Separately, a report showed German factory orders jumped more than projected, while a Citigroup Inc. index indicates that recent economic data have beaten forecasts.

The Stoxx 600 slid 0.4 percent, reversing an advance of as much as 0.4 percent. The Stoxx 600 Banks Index added 0.6 percent, taking its three-day gain to 2.9 percent. On Wednesday, the lender’s gauge rallied 1.4 percent, while the broader benchmark fell 0.6 percent, marking the biggest performance gap since August.
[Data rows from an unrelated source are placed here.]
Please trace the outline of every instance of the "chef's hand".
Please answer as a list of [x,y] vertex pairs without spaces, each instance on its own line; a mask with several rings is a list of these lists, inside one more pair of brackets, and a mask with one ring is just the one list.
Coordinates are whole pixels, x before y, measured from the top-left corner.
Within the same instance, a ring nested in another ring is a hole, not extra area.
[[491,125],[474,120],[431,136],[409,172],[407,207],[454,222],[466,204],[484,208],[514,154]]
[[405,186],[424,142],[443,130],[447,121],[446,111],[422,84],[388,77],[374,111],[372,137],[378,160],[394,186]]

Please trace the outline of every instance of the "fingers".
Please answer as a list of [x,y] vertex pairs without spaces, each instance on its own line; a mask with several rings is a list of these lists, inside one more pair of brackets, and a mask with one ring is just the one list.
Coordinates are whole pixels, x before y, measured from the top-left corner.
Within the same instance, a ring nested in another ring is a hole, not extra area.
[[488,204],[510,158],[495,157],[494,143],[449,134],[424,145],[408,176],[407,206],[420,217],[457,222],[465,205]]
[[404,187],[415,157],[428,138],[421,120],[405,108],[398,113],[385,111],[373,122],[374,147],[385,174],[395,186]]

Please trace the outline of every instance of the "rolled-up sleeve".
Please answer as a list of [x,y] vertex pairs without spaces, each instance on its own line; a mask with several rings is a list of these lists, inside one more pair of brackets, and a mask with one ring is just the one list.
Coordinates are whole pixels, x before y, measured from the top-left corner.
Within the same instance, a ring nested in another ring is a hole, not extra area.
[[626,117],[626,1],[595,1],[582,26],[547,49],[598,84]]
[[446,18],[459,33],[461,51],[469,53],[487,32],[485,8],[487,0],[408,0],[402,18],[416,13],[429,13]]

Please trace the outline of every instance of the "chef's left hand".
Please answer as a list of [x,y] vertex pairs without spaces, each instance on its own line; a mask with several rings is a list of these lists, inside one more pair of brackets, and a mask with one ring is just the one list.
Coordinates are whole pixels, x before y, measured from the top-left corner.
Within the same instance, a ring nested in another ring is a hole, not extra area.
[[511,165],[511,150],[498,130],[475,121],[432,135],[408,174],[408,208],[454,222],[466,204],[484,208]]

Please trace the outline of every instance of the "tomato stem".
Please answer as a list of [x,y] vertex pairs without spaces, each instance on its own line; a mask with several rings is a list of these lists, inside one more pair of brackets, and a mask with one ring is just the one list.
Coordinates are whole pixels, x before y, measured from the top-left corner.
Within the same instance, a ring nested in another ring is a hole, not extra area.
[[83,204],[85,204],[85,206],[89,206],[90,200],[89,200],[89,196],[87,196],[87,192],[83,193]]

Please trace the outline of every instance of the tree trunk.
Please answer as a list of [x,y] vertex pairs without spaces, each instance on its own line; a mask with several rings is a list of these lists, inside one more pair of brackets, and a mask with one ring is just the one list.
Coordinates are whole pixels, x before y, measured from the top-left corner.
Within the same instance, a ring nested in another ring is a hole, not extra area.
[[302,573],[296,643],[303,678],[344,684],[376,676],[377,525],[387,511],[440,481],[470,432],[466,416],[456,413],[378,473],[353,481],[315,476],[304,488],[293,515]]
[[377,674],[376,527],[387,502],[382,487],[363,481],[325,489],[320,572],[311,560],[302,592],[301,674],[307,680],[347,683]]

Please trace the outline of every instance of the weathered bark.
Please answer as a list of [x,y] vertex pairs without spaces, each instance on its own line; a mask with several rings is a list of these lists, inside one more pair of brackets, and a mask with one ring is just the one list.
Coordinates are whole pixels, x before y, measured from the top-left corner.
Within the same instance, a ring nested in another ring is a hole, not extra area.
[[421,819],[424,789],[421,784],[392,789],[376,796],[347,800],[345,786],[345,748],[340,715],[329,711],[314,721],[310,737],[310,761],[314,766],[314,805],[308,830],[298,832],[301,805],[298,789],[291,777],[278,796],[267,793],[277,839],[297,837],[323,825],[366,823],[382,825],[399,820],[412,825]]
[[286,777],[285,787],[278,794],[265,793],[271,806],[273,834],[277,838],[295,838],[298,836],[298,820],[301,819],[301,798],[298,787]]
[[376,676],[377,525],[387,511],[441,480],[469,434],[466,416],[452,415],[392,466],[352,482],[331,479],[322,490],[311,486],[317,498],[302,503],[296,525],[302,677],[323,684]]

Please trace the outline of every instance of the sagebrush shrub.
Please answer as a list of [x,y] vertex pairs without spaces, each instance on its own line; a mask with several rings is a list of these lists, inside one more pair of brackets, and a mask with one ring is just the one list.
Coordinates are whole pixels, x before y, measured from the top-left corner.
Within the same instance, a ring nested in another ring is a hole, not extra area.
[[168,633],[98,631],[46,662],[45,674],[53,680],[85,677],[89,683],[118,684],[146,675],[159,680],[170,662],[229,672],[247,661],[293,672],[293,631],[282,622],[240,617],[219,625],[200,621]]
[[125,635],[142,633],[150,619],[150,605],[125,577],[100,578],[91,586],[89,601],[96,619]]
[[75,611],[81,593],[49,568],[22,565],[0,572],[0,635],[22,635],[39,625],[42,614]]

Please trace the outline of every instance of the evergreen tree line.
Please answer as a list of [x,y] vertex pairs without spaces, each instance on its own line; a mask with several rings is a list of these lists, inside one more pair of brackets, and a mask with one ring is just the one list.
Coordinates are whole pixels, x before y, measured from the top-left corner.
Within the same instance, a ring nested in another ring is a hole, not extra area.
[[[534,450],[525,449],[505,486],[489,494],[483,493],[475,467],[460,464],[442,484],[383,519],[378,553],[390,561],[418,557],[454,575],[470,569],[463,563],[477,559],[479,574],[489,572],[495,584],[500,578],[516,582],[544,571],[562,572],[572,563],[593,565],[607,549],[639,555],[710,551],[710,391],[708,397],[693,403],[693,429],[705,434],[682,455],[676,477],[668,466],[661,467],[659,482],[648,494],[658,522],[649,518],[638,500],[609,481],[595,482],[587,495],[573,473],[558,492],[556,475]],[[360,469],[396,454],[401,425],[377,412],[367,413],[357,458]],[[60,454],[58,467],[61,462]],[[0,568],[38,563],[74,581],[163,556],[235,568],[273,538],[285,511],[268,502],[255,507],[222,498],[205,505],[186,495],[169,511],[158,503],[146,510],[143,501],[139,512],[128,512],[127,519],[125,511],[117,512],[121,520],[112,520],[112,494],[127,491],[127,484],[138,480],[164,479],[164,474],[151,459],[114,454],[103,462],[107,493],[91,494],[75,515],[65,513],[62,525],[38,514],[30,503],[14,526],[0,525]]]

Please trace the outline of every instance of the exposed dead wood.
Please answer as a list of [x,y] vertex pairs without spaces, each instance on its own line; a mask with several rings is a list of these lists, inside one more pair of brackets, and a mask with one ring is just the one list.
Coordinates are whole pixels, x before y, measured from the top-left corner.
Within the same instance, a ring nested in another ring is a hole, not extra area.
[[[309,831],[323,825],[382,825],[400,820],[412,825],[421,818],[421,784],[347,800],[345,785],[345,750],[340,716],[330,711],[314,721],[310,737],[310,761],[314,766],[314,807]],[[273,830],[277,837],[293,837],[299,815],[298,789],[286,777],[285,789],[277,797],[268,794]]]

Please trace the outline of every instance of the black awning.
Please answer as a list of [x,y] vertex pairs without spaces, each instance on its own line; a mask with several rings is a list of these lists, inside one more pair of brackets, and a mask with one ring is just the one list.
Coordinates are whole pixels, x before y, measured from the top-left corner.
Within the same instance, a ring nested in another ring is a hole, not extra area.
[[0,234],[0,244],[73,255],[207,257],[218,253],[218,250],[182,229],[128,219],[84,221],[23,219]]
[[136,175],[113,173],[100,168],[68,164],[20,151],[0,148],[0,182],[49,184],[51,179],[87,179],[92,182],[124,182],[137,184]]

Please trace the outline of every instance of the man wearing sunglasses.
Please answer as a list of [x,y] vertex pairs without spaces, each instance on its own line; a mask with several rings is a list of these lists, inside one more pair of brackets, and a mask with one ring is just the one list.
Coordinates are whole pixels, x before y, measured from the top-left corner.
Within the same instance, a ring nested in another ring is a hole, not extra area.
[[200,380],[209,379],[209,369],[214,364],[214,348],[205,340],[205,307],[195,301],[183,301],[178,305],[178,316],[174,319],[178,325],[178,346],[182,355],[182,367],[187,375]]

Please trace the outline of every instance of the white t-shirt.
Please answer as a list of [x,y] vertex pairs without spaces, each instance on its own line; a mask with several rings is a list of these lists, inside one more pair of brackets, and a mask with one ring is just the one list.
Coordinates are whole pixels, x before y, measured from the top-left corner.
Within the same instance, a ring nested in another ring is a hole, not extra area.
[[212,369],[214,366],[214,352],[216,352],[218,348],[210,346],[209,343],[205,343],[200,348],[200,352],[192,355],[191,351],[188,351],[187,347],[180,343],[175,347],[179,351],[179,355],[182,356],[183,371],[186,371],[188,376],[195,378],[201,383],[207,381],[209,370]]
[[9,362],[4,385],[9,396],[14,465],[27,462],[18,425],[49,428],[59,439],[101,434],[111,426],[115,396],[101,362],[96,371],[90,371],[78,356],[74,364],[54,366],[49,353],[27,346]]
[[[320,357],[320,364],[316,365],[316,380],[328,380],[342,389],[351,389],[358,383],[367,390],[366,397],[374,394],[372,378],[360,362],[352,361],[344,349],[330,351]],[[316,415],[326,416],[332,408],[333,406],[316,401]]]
Citigroup upgraded lenders’ shares, saying that risks in Europe appear to be more specific to companies than systemic, and pointing to their low valuations relative to American peers. The Stoxx 600 Banks Index’s valuation of 10.5 times estimated earnings is about 13 percent lower than that of the KBW Bank Index, data compiled by Bloomberg show.

UniCredit SpA climbed 2.3 percent after Il Messaggero said that Amundi SA is ready to offer 4 billion euros ($4.5 billion) for its Pioneer Global Asset Management SpA unit -- more than previously reported. CaixaBank SA led an advance in Spanish lenders, while France’s Societe Generale SA gained 2.2 percent. Deutsche Bank AG was little changed after an audit commissioned by Germany’s regulator showed it mismarked dozens of transactions on its own books. It’s rebounded 14 percent from its record low last week.

The divergence between banks and the broader market is unusual, as the two have moved in lockstep this year more than at any other time since 2007. That’s even as lenders’ weighting in the Stoxx 600 is near a record low. Last month, concern about Deutsche Bank hampered a rebound that lifted the Stoxx 600 as much as 14 percent from the June low.

Real estate, telecommunication and utility companies fell the most in the Stoxx 600 on Thursday as the bond proxies were hurt by the prospect of central banks becoming less accommodative. EasyJet Plc sank 6.9 percent after reporting its first annual profit decline since 2009 as terror attacks hurt demand and the weaker pound inflated foreign-currency costs.

Among stocks rising, Osram Licht AG surged 10 percent after a report that a Chinese company is planning to bid for the German light-bulb maker by mid-October. Dialog Semiconductor Plc rallied 7.3 percent after the Apple Inc. supplier reported higher preliminary sales than forecast. BTG Plc climbed 5.7 percent after the drugmaker said revenue will top expectations, based on current foreign-currency rates.